Dental Hygiene For Kids

Proper dental hygiene is not just for adults – kids can and should participate, too!

How should we treat the teeth of our children and infants, and how can we make tooth care fun?  Read on for ideas!

Infant Oral Care

Babies simply can’t brush or floss on their own, so it is up to you to brush their teeth for them.  There are soft toothbrushes that are available for all levels of development.  Accompany your baby’s tooth care routine with lots of praise, giggles, and happiness so that they will look forward to the experience and not fear the brush!  Toothpaste should not be used on a baby, simply clean with water and your special baby toothbrush.

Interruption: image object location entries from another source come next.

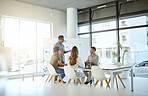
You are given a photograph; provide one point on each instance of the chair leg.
(107, 84)
(47, 78)
(121, 81)
(96, 83)
(54, 79)
(69, 81)
(79, 81)
(74, 81)
(60, 78)
(116, 82)
(101, 84)
(93, 81)
(50, 78)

Something else to remember:  a baby’s teeth should all be the same color, and if any spots appear it is important to take your child to the dentist.

Pre-School-Age  Kids

At this age, your children will inevitably be insistent that they don’t need your help to care for their teeth, but they don’t actually have the fine hand control that will be necessary for proper brushing and flossing until they hit the age of seven.  Let them perform the initial brushing themselves, then follow up with your helping hands.

The more your children see you following the proper procedure at this age, the better it will be for them.  Remember that children like to mimic their elders, and if you make a point of having family brushing/flossing time, it’ll better solidify the idea of doing this for the rest of their lives.

Continue to encourage oral health care with fun activities, like coloring and activity sheets that you can get from some dentist’s offices, or by letting your kids pick colorful toothbrushes that feature their favorite cartoon characters.  Accessories that they like are also important and can make them look forward to taking care of themselves!

School-Age Kids

In order to encourage your kids to eat tooth-healthy foods, you need to do so yourself.  Get them into the habit of eating healthy foods and being consistent with their oral care by doing these things for yourself.  Kids are more observant than you’d think!  You can make milk, for example, fun by giving them silly straws to use, or putting their drink into a fun container.  Get your kids to help you make their healthy meals so that they have the hands-on experience of controlling their own dental health.


When our kids become teenagers, it’s difficult to have much control over what they do, but if they were raised with proper habits they will continue them as they get older.  Don’t stop doing what you expect them to do – just because they’re old enough to operate on their own doesn’t mean that you’re off the hook, you still need to take care of your mouth, too, and teenagers still pay attention to what their parents do, even if they insist otherwise.